In an interview this week, Brossman said he wasn’t surprised that the authors of ERM literature do not address travel.
“If they don’t mention travel, it’s because they don’t get it,” he said. “The potential risks you put travelers in front of that can affect your business and reputation should be measured in a structured program for both common and strategic business decisions and executive decision support.”
International SOS executive vice president Tim Daniel said the ERM concept was popularized by insurance companies. It’s a big theme for the Risk and Insurance Management Society. Travel is a “narrow focus” in that bigger arena, he said.

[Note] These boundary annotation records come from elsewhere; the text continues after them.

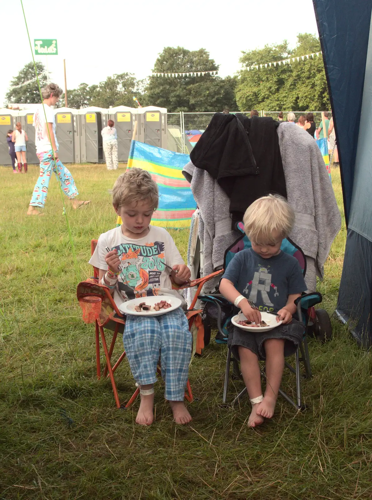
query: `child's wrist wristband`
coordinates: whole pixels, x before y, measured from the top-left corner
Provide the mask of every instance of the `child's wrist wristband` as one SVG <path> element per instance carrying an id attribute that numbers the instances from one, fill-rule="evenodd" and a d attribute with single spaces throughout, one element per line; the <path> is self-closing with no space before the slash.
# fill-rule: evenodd
<path id="1" fill-rule="evenodd" d="M 242 300 L 245 298 L 246 298 L 244 296 L 244 295 L 238 296 L 236 297 L 236 298 L 234 300 L 234 306 L 236 306 L 236 308 L 238 307 L 238 304 L 239 304 L 240 300 Z"/>
<path id="2" fill-rule="evenodd" d="M 106 280 L 106 281 L 105 281 Z M 106 274 L 104 276 L 101 281 L 102 284 L 104 284 L 105 286 L 108 286 L 108 288 L 114 288 L 116 286 L 116 284 L 118 282 L 118 276 L 114 279 L 108 276 L 107 272 Z"/>

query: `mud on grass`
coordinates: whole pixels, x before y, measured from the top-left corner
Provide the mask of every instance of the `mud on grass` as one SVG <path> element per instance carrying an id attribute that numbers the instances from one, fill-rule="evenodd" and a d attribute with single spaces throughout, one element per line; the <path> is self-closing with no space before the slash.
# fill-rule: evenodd
<path id="1" fill-rule="evenodd" d="M 118 172 L 72 166 L 81 199 L 68 214 L 82 276 L 90 276 L 90 242 L 115 225 L 108 190 Z M 122 170 L 122 172 L 123 170 Z M 250 406 L 222 408 L 226 348 L 212 342 L 190 378 L 196 400 L 186 427 L 176 426 L 156 387 L 156 422 L 134 424 L 136 402 L 115 407 L 110 382 L 96 378 L 94 334 L 81 320 L 78 282 L 55 180 L 46 216 L 25 216 L 38 176 L 0 168 L 0 498 L 4 499 L 368 498 L 372 498 L 372 360 L 332 320 L 326 345 L 310 342 L 314 376 L 302 382 L 308 407 L 282 400 L 274 418 L 248 429 Z M 340 176 L 332 182 L 342 208 Z M 338 292 L 344 223 L 319 284 L 332 314 Z M 185 256 L 188 234 L 172 234 Z M 118 342 L 114 356 L 121 352 Z M 102 360 L 102 368 L 104 364 Z M 128 365 L 116 374 L 121 400 L 134 390 Z M 283 386 L 293 394 L 294 378 Z M 232 398 L 242 386 L 232 380 Z"/>

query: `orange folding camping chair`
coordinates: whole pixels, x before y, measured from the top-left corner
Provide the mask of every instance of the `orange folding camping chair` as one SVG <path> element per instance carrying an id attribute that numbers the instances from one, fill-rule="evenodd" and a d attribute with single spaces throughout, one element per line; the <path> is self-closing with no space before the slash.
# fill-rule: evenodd
<path id="1" fill-rule="evenodd" d="M 96 240 L 92 240 L 90 242 L 90 250 L 92 255 L 97 244 Z M 104 356 L 106 360 L 106 364 L 103 372 L 103 376 L 109 376 L 112 386 L 114 396 L 118 408 L 128 408 L 136 400 L 140 392 L 140 388 L 137 388 L 134 394 L 126 404 L 120 404 L 119 396 L 118 393 L 116 382 L 114 374 L 118 368 L 126 357 L 126 352 L 119 356 L 114 366 L 112 364 L 111 358 L 114 352 L 115 342 L 118 334 L 122 334 L 124 331 L 126 322 L 126 317 L 122 314 L 117 306 L 114 302 L 112 297 L 110 294 L 110 288 L 98 283 L 98 270 L 94 268 L 94 274 L 92 278 L 88 278 L 86 281 L 82 282 L 78 286 L 76 295 L 79 304 L 82 310 L 82 319 L 86 323 L 94 323 L 96 328 L 96 360 L 97 367 L 97 378 L 101 378 L 100 342 L 104 348 Z M 198 280 L 194 280 L 190 284 L 179 286 L 176 284 L 172 285 L 174 290 L 181 290 L 192 286 L 198 286 L 198 290 L 195 294 L 194 300 L 190 304 L 190 308 L 186 312 L 186 317 L 188 322 L 190 330 L 195 334 L 193 334 L 193 342 L 196 342 L 195 352 L 198 354 L 201 354 L 202 350 L 204 348 L 204 328 L 202 321 L 201 313 L 202 311 L 199 310 L 194 310 L 194 308 L 198 300 L 198 296 L 200 294 L 202 288 L 204 284 L 209 280 L 221 274 L 224 270 L 221 270 L 214 272 L 208 276 Z M 110 349 L 108 348 L 105 330 L 113 332 Z M 158 373 L 160 374 L 160 370 L 158 367 Z M 190 402 L 194 400 L 192 392 L 190 386 L 190 382 L 188 380 L 186 390 L 184 395 L 185 398 Z"/>

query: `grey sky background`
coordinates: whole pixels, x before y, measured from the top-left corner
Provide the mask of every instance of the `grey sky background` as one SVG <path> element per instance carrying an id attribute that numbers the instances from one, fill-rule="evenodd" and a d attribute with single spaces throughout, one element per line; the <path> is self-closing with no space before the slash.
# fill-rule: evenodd
<path id="1" fill-rule="evenodd" d="M 0 0 L 2 39 L 0 107 L 12 78 L 32 60 L 20 0 Z M 125 72 L 138 78 L 150 75 L 164 46 L 206 48 L 220 66 L 220 75 L 240 68 L 242 50 L 296 35 L 318 35 L 312 0 L 24 0 L 32 43 L 56 38 L 58 56 L 48 57 L 51 80 L 64 86 L 98 83 Z M 45 56 L 36 56 L 45 64 Z"/>

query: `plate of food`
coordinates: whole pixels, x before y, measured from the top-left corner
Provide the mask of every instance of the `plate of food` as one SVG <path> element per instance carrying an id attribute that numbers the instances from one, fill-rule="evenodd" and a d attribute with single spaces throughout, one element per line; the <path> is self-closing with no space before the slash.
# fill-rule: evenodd
<path id="1" fill-rule="evenodd" d="M 278 326 L 283 322 L 282 320 L 276 321 L 276 316 L 274 314 L 270 314 L 266 311 L 260 311 L 261 313 L 261 322 L 259 324 L 252 323 L 247 320 L 242 312 L 240 312 L 232 318 L 231 321 L 233 324 L 243 330 L 248 330 L 250 332 L 268 331 L 272 330 L 276 326 Z"/>
<path id="2" fill-rule="evenodd" d="M 128 300 L 119 306 L 119 310 L 123 314 L 134 316 L 160 316 L 174 310 L 182 304 L 181 300 L 173 295 L 158 295 Z"/>

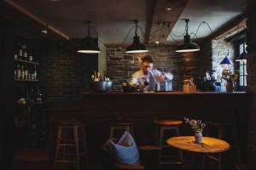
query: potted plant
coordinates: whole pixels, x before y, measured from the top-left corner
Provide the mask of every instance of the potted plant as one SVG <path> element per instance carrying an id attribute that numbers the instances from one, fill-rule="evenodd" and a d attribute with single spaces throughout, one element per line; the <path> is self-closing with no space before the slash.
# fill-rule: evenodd
<path id="1" fill-rule="evenodd" d="M 238 78 L 238 71 L 236 71 L 234 73 L 230 70 L 224 70 L 222 71 L 222 79 L 226 81 L 226 92 L 233 92 L 234 88 L 236 85 Z"/>
<path id="2" fill-rule="evenodd" d="M 196 144 L 201 144 L 202 131 L 206 128 L 206 124 L 201 122 L 201 120 L 195 120 L 184 117 L 185 123 L 189 124 L 192 128 Z"/>

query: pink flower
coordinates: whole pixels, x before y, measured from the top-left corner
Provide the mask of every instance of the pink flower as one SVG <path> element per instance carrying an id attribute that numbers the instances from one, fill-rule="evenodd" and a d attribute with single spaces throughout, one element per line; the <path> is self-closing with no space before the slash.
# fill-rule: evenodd
<path id="1" fill-rule="evenodd" d="M 190 124 L 191 126 L 195 126 L 195 125 L 196 125 L 196 121 L 195 121 L 195 119 L 192 119 L 192 120 L 189 122 L 189 124 Z"/>
<path id="2" fill-rule="evenodd" d="M 206 128 L 206 126 L 207 126 L 207 125 L 206 125 L 205 123 L 201 123 L 201 127 L 202 128 Z"/>

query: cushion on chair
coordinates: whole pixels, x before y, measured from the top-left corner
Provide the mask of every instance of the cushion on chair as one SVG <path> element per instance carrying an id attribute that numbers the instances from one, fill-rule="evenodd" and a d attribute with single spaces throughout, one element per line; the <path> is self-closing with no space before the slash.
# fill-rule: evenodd
<path id="1" fill-rule="evenodd" d="M 109 139 L 103 147 L 112 157 L 120 163 L 139 165 L 139 152 L 134 139 L 125 131 L 117 143 Z"/>

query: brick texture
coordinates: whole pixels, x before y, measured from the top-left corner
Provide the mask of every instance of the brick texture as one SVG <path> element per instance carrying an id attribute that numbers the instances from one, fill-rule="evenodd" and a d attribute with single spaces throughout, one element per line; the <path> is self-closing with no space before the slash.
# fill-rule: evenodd
<path id="1" fill-rule="evenodd" d="M 121 84 L 130 80 L 138 71 L 138 58 L 150 54 L 154 61 L 154 68 L 170 71 L 174 75 L 173 90 L 182 90 L 184 78 L 197 77 L 199 54 L 177 54 L 176 45 L 148 46 L 149 52 L 143 54 L 125 54 L 125 48 L 118 45 L 107 46 L 108 75 L 114 81 L 113 90 L 121 90 Z"/>
<path id="2" fill-rule="evenodd" d="M 40 63 L 40 88 L 48 100 L 78 99 L 82 91 L 90 89 L 90 77 L 98 69 L 98 58 L 97 54 L 77 53 L 83 41 L 72 39 L 37 43 L 34 51 Z"/>

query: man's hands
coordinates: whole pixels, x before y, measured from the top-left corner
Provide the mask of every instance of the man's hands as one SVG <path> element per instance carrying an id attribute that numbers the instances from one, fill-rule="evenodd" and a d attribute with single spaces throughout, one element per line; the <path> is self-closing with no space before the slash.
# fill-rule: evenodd
<path id="1" fill-rule="evenodd" d="M 155 79 L 157 82 L 164 82 L 165 80 L 165 75 L 157 75 L 155 76 Z"/>

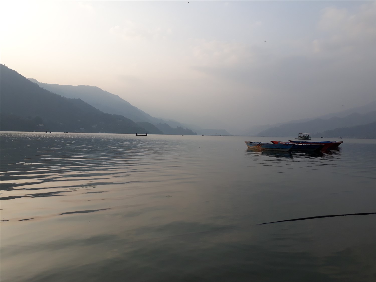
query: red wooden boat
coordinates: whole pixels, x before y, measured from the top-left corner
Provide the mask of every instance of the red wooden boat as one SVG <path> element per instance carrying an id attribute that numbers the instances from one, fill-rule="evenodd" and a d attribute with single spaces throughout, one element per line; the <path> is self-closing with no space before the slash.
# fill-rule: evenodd
<path id="1" fill-rule="evenodd" d="M 296 141 L 293 140 L 289 140 L 291 143 L 300 143 L 302 144 L 321 144 L 324 145 L 321 150 L 328 150 L 337 148 L 343 143 L 343 141 L 323 141 L 321 142 L 312 142 L 309 141 Z"/>

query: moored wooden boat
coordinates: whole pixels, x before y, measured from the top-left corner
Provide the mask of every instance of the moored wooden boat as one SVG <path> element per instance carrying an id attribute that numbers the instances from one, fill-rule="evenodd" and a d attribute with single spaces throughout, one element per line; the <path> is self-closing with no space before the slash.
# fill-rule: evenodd
<path id="1" fill-rule="evenodd" d="M 321 142 L 314 142 L 309 141 L 295 141 L 293 140 L 289 140 L 289 141 L 291 143 L 301 143 L 303 144 L 321 144 L 325 145 L 324 148 L 321 149 L 322 150 L 326 149 L 330 149 L 332 148 L 338 147 L 343 143 L 343 141 L 322 141 Z"/>
<path id="2" fill-rule="evenodd" d="M 322 150 L 325 145 L 321 144 L 306 144 L 301 143 L 293 143 L 283 141 L 272 141 L 273 144 L 293 144 L 290 151 L 303 151 L 304 152 L 317 152 Z"/>
<path id="3" fill-rule="evenodd" d="M 273 144 L 262 142 L 252 142 L 244 141 L 248 149 L 252 150 L 267 150 L 271 151 L 282 151 L 287 152 L 294 146 L 294 144 Z"/>

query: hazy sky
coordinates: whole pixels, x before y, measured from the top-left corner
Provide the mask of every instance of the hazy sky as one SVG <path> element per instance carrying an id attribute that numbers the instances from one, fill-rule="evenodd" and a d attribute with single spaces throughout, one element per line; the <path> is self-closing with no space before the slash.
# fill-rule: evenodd
<path id="1" fill-rule="evenodd" d="M 374 1 L 0 2 L 0 62 L 156 117 L 245 128 L 376 99 Z"/>

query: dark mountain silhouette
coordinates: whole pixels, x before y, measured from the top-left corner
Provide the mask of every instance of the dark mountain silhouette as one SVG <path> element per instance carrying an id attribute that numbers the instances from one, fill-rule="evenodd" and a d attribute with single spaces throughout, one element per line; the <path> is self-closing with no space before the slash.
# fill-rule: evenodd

“We do see it come up in market development exercises,” said Daniel. “Risk should be associated with opportunity. For example, I want to do business in new markets or existing markets where risk levels are shifting. What do I need to know about? Sometimes there are travel safety challenges.”
If they are on the lookout for “bigger conversations” that may be taking place, travel professionals could find “a place to put their story forward and potentially gain legitimacy,” said Daniel.
Travel Recon founder and CEO Toby Houchens said he thinks the role of TRM increasingly will be explored in the context of ERM. “Everyone agrees there should not be silos,” he said. “There is risk in duty of care, risk in finance. They should be tied together.”
A former travel manager and current member of the Global Business Travel Association’s risk committee, Robert Mintz said ERM could help TRM in its weakest area: training.
“Whether for travelers or an emergency management group, the time isn’t set aside for proper training,” said Mintz. “So [it would help] to have it institutionalized in areas that have defined processes — they have their checklists and they’re religious about it to the point of annoyance. To place travel risk in that larger continuum of IT and HR and executive management (and facilities, physical security and insurance) ensures the seat at the table.”
If the tie between ERM and TRM strengthens, travel risk systems could be joined up with other software to offer the ideal broad view.
“We believe a company needs best-of-breed in different capabilities, but that needs to be tied together with one or two user interfaces,” said Houchens. “Now we’re looking at companies with 10 risk vendors and 10 contracts, and they don’t need them all.”